其实平心而论,他的这句话说的颇具煽动性,他和张哥都是同行,分别是两家酒店的主厨,他对张哥的徒弟说出这番话,其实是不合时宜的。
我觉得此刻我应该表现出我的愤怒,起身甩袖离去。可不知道为什么,我却并没有动,而是面无表情的看了看他。
在这一刻,我突然间心虚了,甚至觉得他说的有点对,我对自己产生这样的想法,感到有些自责,不管怎么说我是张哥的徒弟,张哥怎么提拔我,怎么安排我的未来,那是我们师徒之间的事情。
赵师傅与张哥之间并没有任何的师承关系,也算不上是特别的熟悉,即便他刚才说的这句话是玩笑,也是绝不应该的。
我没有表露出任何愤怒的表情,也没做出任何表示我态度的决定,沉默等于接受,难道我是接受他这样的说法了吗?难道我也对张哥对我提拔的事情也心存抱怨了吗?

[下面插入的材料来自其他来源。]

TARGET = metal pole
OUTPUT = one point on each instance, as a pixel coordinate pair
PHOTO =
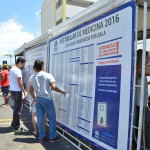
(142, 75)
(134, 88)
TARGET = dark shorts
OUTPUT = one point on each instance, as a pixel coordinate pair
(5, 90)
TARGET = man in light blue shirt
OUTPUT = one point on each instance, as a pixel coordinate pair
(40, 83)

这让我有些措手不及,我之所以并没有急着说话,是担心我一开口就会语无伦次。
不过这样的呆愣,只持续了几秒钟,我马上就反应了过来,还是礼貌的笑了笑说:
“我入行的时间短,资历还浅,基本功也不够扎实,得好好的磨练才行,不急着往上走,走的太快了,容易闪着腰……”
说完,我故意装作若无其事的笑了笑。
赵师傅笑了,身子向后仰,靠在椅子背上:
“行里都说你聪明,看来果然是名不虚传,这番话说的好,我如果是你的师傅肯定会被感动的……”
我心里一惊,难道我在厨师这行,还有那些小的名气?不过想想也有可能,前阵子那道淋香酥鲫鱼,是我创出来的,在这座城市里大大小小的饭店,的确火了一阵,再加上天海酒楼改明档厨房的事儿,也是我出的主意,或许是因为这些事儿传了出去。

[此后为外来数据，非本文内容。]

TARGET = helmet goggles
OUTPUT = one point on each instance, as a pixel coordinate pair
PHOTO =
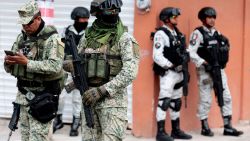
(210, 13)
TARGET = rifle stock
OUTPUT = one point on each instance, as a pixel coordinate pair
(216, 77)
(79, 78)
(14, 118)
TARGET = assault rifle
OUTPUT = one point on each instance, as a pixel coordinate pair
(80, 80)
(14, 118)
(215, 72)
(184, 55)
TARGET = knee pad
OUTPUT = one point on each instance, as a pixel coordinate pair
(165, 104)
(176, 104)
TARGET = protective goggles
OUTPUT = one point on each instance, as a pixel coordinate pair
(108, 4)
(210, 13)
(111, 11)
(176, 12)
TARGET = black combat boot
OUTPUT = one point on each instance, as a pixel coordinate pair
(205, 128)
(177, 133)
(228, 129)
(57, 123)
(161, 134)
(74, 126)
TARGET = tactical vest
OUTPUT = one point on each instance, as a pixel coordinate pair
(76, 38)
(217, 40)
(33, 49)
(104, 63)
(174, 52)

若论我的手艺,根本算不上数,那么如此说来,或许赵师傅今天单独约我出来,愿意以他那样的身份跟我直面的谈话,是因为行里对我的传言?
不过想想倒是有些悲哀,传言的竟然是我的聪明,并不是我的手艺,而真正能往前走,能接近我的未来,却又要依靠手艺的扎实,这很矛盾。
“赵师傅过奖了,我就是个小虾米,哪有什么名气……”
这时候服务员推门上菜,低头一看,虽然这是一家小饭馆,可饭菜做的的确不错,有模有样,看起来特别的有食欲。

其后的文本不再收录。